How are you able to relate with the youth to such an extent?
(Smiles) Being youthful is all in the mind. If I start thinking I am past my youth, I won’t be able to connect with them.
Your father, Sunil Dutt, also connected well with youngsters.
Yeah, he would always say, ‘Never ask me my age.’ He always said that he is 25 plus. My father was a 75-year-old Sports Minister, but every youngster looked up to him. I remember him talking to a hall full of youngsters once. He would motivate and encourage them.
Being his daughter, were you always an inspired youngster?
(Laughs) No, I wasn’t. I was just a college-going girl who was unaffected by anything. I was only concerned about what was happening with friends, college or at home. Things completely changed when, at 20, I went on a ‘padyatra’ with my father. I was clueless before that.

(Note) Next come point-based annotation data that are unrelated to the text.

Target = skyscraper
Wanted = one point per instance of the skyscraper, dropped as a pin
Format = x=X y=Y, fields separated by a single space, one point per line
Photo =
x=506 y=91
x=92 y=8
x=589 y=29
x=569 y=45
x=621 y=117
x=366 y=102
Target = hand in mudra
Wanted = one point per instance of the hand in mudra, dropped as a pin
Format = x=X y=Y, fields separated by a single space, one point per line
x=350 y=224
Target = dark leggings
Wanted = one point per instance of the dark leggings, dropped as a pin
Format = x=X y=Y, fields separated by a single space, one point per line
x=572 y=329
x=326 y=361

What happened at the ‘padyatra’?
I spent 78 days with my father walking across the country, meeting people. It was then that I started looking at my father as someone who inspired people and who people looked up to. I saw the diversity, simplicity and genuineness of those who lived in little villages and the problems they faced. I wondered, ‘What world am I living in!’ We tend to get narrowed down to our city, locality and home but after I got exposed to the entire country, it set me thinking, in many ways.
What did you do immediately after you returned from the ‘padyatra’?
I was a typical youngster. I came back wanting to make a difference — immediately. But I got disheartened when I realised not everything I wanted to do was possible. I also got a lot of media attention, which put pressure on me. There was speculation that I would join politics when I had no such intention. I just wanted to help out in my own little way and all the media speculation made me retreat into a shell.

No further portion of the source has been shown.